In its first century, leaders like Bert Bell and Pete Rozelle stressed building its audience.

That is now so old fashioned. In today’s NFL, they will trade fewer viewers for more money from streaming.

First, they took a billion dollars a year from Amazon to show Thursday night games for 11 years. Even though Prime has 220 million subscribers, the games only averaged 9.58 million fans.

If that wasn’t bad enough, the league has announced it sold the rights to the Saturday night wildcard game to Peacock for about $110 million, according to the Wall Street Journal.

They ignored the fact Peacock only has about 20 million subscribers. Last year’s Saturday night playoff game between the Chargers and Jaguars drew 20 million viewers and that was a 20 percent drop from 2021 because neither team has a big fan base. The Chargers are in a big market, but Los Angeles has yet to show much interest in them since they moved from San Diego.

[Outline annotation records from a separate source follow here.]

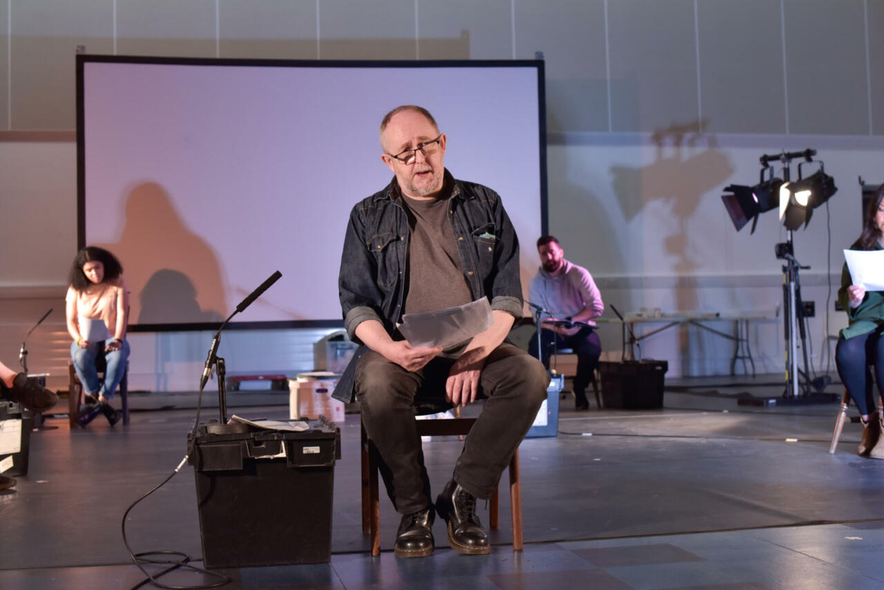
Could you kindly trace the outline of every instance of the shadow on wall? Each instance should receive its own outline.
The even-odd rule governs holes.
[[[220,322],[217,311],[203,311],[196,301],[196,288],[186,274],[169,268],[160,269],[148,280],[141,293],[139,324],[153,324],[162,318],[173,324]]]
[[[705,126],[705,120],[697,120],[655,131],[651,138],[656,148],[652,164],[611,169],[613,191],[627,220],[652,202],[663,201],[669,205],[677,226],[674,234],[664,238],[663,244],[676,262],[671,269],[653,270],[671,270],[679,277],[690,277],[698,268],[691,256],[688,220],[704,195],[722,186],[734,172],[728,156],[718,149],[715,135],[704,134]],[[701,150],[704,143],[706,149]],[[676,310],[697,310],[700,306],[697,288],[677,288],[675,306]],[[687,328],[681,330],[680,341],[680,356],[688,363],[692,351]],[[682,367],[682,374],[687,374],[687,365]]]
[[[130,191],[119,241],[105,247],[123,263],[138,324],[218,321],[228,309],[217,256],[159,184]]]

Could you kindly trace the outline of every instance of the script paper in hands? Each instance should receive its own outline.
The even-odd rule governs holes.
[[[399,331],[415,348],[450,349],[484,332],[494,321],[487,297],[439,311],[407,313]]]
[[[866,291],[884,291],[884,250],[844,250],[850,280]]]

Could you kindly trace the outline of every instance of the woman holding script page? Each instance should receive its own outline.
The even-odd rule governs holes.
[[[123,266],[103,248],[88,246],[77,253],[65,297],[67,332],[73,339],[71,358],[88,403],[77,422],[85,427],[98,414],[110,425],[122,413],[109,402],[126,374],[129,343],[126,341],[129,291]],[[104,379],[98,379],[98,372]]]
[[[863,233],[850,246],[851,250],[884,249],[884,184],[875,192],[865,216]],[[857,448],[860,456],[884,459],[884,439],[881,433],[881,409],[875,410],[869,386],[871,375],[866,366],[875,371],[878,391],[884,394],[884,292],[866,290],[864,284],[854,284],[845,263],[841,275],[838,302],[847,310],[850,324],[841,331],[835,348],[838,374],[859,410],[863,423],[863,438]],[[857,281],[859,282],[859,281]],[[873,412],[872,415],[870,412]]]

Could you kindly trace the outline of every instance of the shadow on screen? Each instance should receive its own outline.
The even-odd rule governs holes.
[[[141,293],[139,324],[156,323],[162,318],[173,324],[220,322],[217,311],[203,311],[196,301],[196,288],[183,272],[164,268],[148,280]]]
[[[647,225],[672,228],[663,243],[667,253],[676,260],[671,269],[652,271],[671,270],[679,278],[673,297],[675,310],[695,311],[702,305],[694,273],[700,267],[697,257],[704,253],[691,243],[690,220],[704,195],[724,185],[734,172],[728,155],[718,148],[714,134],[708,133],[706,126],[706,121],[695,120],[658,129],[651,137],[655,147],[653,162],[637,168],[611,168],[613,190],[627,220],[643,210],[647,215],[646,207],[652,203],[668,209],[668,218]],[[687,330],[680,331],[679,340],[682,373],[687,373],[689,359],[696,356],[690,350],[696,342]]]
[[[156,182],[135,185],[119,241],[104,246],[123,263],[138,324],[220,321],[229,308],[221,261],[177,206],[187,196]]]

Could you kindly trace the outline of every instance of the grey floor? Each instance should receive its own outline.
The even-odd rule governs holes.
[[[598,410],[593,403],[577,413],[563,401],[559,435],[521,447],[525,549],[512,549],[502,494],[487,556],[451,551],[438,522],[433,556],[397,559],[399,518],[385,498],[382,554],[370,556],[360,520],[358,416],[348,415],[334,470],[331,563],[225,570],[232,581],[222,587],[884,588],[884,462],[854,454],[858,424],[849,423],[828,454],[837,403],[737,402],[781,389],[775,376],[684,379],[667,381],[662,410]],[[123,544],[121,518],[184,456],[196,398],[131,399],[127,427],[99,418],[72,432],[58,415],[46,422],[55,428],[32,433],[27,476],[0,493],[0,587],[131,588],[144,579]],[[286,418],[287,401],[236,392],[229,413]],[[202,419],[216,416],[204,409]],[[437,489],[461,444],[424,444]],[[202,565],[193,469],[140,503],[126,532],[136,553],[177,550]],[[162,581],[214,579],[179,571]]]

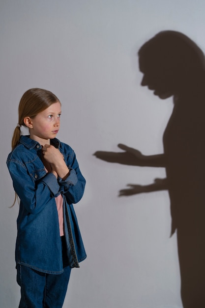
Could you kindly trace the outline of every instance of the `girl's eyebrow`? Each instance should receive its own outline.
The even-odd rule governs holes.
[[[62,111],[60,110],[60,111],[59,111],[59,112],[57,112],[56,113],[57,113],[57,115],[59,115],[59,113],[61,113],[61,112],[62,112]],[[56,113],[54,111],[50,111],[49,112],[47,112],[46,113],[46,114],[50,115],[51,113],[53,114],[53,113]]]

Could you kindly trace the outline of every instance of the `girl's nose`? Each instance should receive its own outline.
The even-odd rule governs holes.
[[[59,123],[60,123],[60,119],[59,118],[57,118],[55,125],[56,126],[59,126]]]

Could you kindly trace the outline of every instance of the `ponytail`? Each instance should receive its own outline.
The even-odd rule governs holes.
[[[11,148],[12,150],[14,149],[15,147],[18,144],[21,137],[21,128],[20,125],[17,125],[15,129],[14,129],[14,133],[13,135],[12,140],[11,141]]]

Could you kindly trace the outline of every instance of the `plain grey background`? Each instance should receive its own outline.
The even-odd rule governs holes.
[[[172,98],[140,86],[137,51],[158,31],[180,31],[205,50],[204,0],[2,0],[0,3],[0,305],[17,307],[14,250],[18,205],[5,164],[28,89],[62,103],[58,137],[75,150],[87,184],[75,206],[88,254],[71,273],[63,308],[181,308],[176,235],[167,191],[117,196],[163,168],[97,159],[124,143],[163,151]],[[27,133],[25,131],[24,133]]]

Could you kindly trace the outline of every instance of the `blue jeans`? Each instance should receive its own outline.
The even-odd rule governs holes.
[[[48,274],[27,266],[17,266],[17,282],[21,287],[19,308],[61,308],[71,269],[59,275]]]
[[[17,280],[21,295],[19,308],[62,308],[71,271],[66,259],[63,261],[64,272],[59,275],[41,273],[18,264]]]

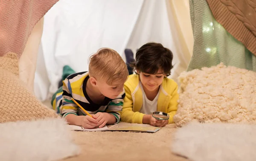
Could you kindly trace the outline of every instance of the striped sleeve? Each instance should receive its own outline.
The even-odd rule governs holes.
[[[125,96],[125,93],[124,89],[123,91],[116,99],[113,99],[110,102],[107,108],[106,111],[113,115],[116,119],[116,122],[115,124],[120,122],[121,112],[122,108],[123,100]]]
[[[63,81],[62,89],[63,93],[62,97],[63,99],[60,108],[61,110],[61,115],[63,118],[65,118],[69,114],[73,114],[78,115],[78,107],[72,100],[72,89],[70,83],[68,79],[66,79]]]

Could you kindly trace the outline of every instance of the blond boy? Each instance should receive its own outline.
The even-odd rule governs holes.
[[[101,48],[90,57],[88,72],[72,74],[63,81],[62,90],[54,95],[53,109],[70,124],[85,128],[117,123],[128,75],[126,65],[116,51]],[[81,110],[72,98],[93,118]]]

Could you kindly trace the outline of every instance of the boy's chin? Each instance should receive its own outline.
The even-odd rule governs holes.
[[[147,87],[147,89],[148,91],[150,91],[151,92],[153,92],[153,91],[156,90],[157,89],[158,89],[159,87],[159,86],[154,87]]]

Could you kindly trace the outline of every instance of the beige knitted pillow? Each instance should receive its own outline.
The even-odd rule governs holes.
[[[174,121],[256,123],[256,73],[223,63],[183,72]]]
[[[17,55],[0,57],[0,123],[57,117],[38,101],[19,79]]]

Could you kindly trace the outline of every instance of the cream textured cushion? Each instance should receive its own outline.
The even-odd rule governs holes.
[[[182,73],[178,127],[201,122],[256,123],[256,73],[221,63]]]
[[[57,117],[38,101],[19,79],[17,55],[0,57],[0,123]]]

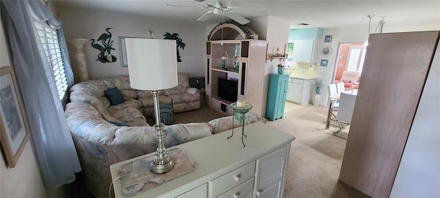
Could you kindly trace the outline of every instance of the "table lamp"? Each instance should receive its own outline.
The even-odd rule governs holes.
[[[151,162],[151,171],[160,174],[173,169],[174,163],[165,151],[159,109],[160,90],[177,86],[177,60],[175,40],[126,38],[130,86],[151,90],[157,137],[157,153]]]

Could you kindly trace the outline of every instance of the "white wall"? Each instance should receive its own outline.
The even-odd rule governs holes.
[[[85,44],[83,51],[90,79],[116,75],[128,75],[127,67],[121,67],[118,36],[148,38],[148,30],[153,30],[154,38],[164,38],[166,32],[177,33],[186,44],[184,50],[179,48],[182,62],[177,63],[178,72],[190,77],[204,76],[206,36],[206,27],[201,23],[182,23],[174,21],[148,18],[134,15],[98,12],[91,10],[58,8],[66,38],[96,39],[113,28],[111,39],[114,40],[111,53],[118,60],[102,63],[96,60],[100,52],[91,47],[91,41]],[[71,62],[74,63],[74,47],[68,43]],[[72,63],[73,64],[73,63]]]
[[[3,23],[0,30],[0,67],[12,66]],[[8,168],[3,155],[0,155],[0,197],[47,197],[30,141],[25,146],[15,167]]]
[[[440,45],[437,45],[390,197],[440,197]]]
[[[371,32],[373,32],[377,23],[371,23]],[[433,19],[432,21],[420,21],[417,23],[393,23],[386,22],[384,25],[383,33],[390,32],[419,32],[419,31],[432,31],[440,30],[440,18]],[[318,65],[318,73],[320,77],[323,79],[324,86],[322,90],[320,105],[327,105],[327,86],[333,82],[333,76],[336,72],[335,67],[336,65],[336,56],[339,51],[339,44],[343,43],[364,43],[368,36],[368,23],[362,25],[348,26],[337,28],[324,28],[322,34],[322,38],[319,41],[318,46],[315,50],[318,52],[317,60],[320,61],[321,59],[328,59],[329,64],[327,67],[320,67]],[[333,35],[331,43],[324,43],[324,37],[325,35]],[[317,39],[318,40],[318,39]],[[324,46],[330,46],[332,49],[331,54],[328,56],[320,55],[320,50]],[[367,50],[368,53],[368,50]],[[325,99],[323,99],[325,98]]]

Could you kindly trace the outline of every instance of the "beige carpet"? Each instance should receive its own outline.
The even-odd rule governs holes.
[[[285,109],[283,118],[267,123],[296,138],[290,151],[284,197],[368,197],[338,180],[346,140],[332,135],[339,128],[324,129],[327,107],[287,102]],[[225,115],[204,107],[176,113],[173,122],[207,122],[217,116]],[[349,126],[336,135],[346,138]]]

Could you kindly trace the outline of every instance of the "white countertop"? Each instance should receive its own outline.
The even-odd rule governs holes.
[[[212,175],[216,175],[216,173],[224,172],[231,167],[246,164],[263,155],[267,155],[271,151],[291,144],[295,140],[295,137],[289,134],[267,124],[257,122],[245,126],[244,132],[248,137],[243,139],[246,145],[244,147],[241,142],[241,127],[236,128],[234,131],[234,134],[230,139],[227,138],[232,135],[232,130],[168,148],[167,150],[180,148],[184,150],[197,163],[197,168],[191,173],[130,197],[169,197],[169,195],[173,195],[166,193],[173,194],[171,191],[176,188],[182,186],[186,186],[184,187],[185,189],[195,188],[201,185],[200,183],[204,182],[203,181],[208,181]],[[155,153],[152,153],[110,165],[112,179],[117,180],[116,179],[118,178],[118,168],[121,165],[152,155]],[[115,182],[113,185],[116,197],[124,197],[121,192],[120,181]]]
[[[290,74],[290,75],[289,76],[289,78],[296,78],[296,79],[301,79],[301,80],[313,80],[313,79],[316,79],[316,77],[300,77],[300,76],[294,76],[294,75],[292,75],[292,74]]]

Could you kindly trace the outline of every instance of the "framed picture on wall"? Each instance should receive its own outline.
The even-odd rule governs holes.
[[[329,60],[327,59],[321,59],[320,66],[327,67],[327,63],[329,63]]]
[[[325,35],[324,43],[331,43],[332,38],[333,38],[333,35]]]
[[[8,166],[13,168],[29,140],[29,126],[14,69],[3,67],[0,68],[0,73],[1,148]]]

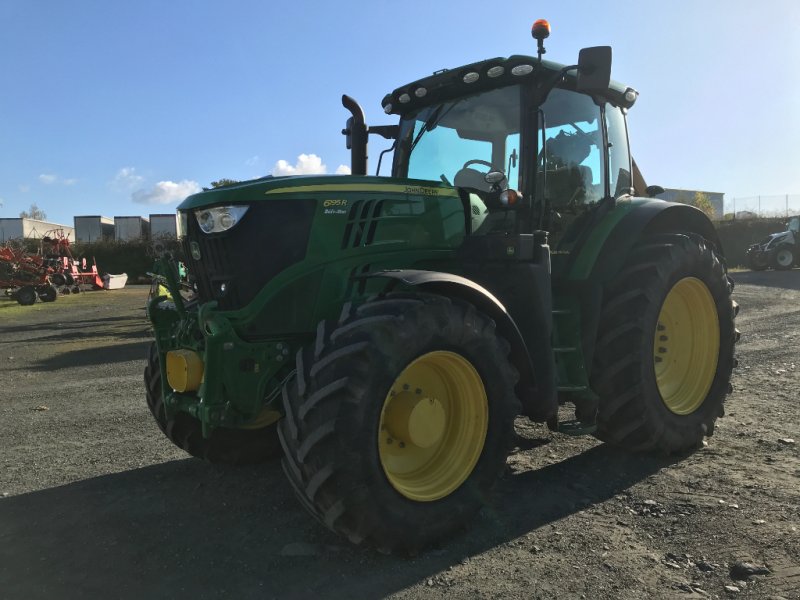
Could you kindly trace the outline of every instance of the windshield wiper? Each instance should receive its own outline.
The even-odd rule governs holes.
[[[425,132],[432,131],[433,129],[435,129],[436,126],[441,122],[441,120],[447,116],[447,113],[453,110],[453,107],[459,102],[461,102],[461,99],[455,100],[444,111],[442,110],[444,108],[444,104],[440,104],[439,106],[437,106],[436,110],[434,110],[431,113],[431,116],[429,116],[428,119],[425,121],[425,125],[423,125],[422,128],[417,133],[417,136],[414,138],[414,141],[411,142],[411,148],[409,149],[409,152],[412,152],[414,150],[419,141],[422,139],[422,136],[425,135]]]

The Peacock game won’t get anywhere near 20 million viewers, but the NFL doesn’t seem to care because it pockets the money. Meanwhile, Peacock was started in 2020 and is expected to lose $3 billion this year.

To watch the game, fans have to pay $4.99 fee for the month and put up with all the problems of watching a streaming game, including the glitches in the picture and difficulty of trying to sign in. The only fans who can watch the game on network TV will be the ones in the two markets of the teams playing in the games.

And then there is the question of where the NFL is going with this. How many games will be streamed in the future? Will the Super Bowl one day be streamed or put on Pay Per View?

Will the NFL continue to have the Midas touch? Everything it touches turns into money, but at what cost?

In the universe of hundreds of channels it is difficult for them to draw the audiences it once did because viewers have more options. The NFL brags the Super Bowl drew a record audience, but the highest-rated game in terms of percentage of viewers was Super Bowl XVI between the 49ers and Bengals because cable was just getting started.

The NFL TV ratings have yet to return to 2015 levels and four of the six wild card games had a drop in audience from 2021.

But the NFL is no longer trying to grow its audience. Its business model is now trading fewer viewers for more money from streaming.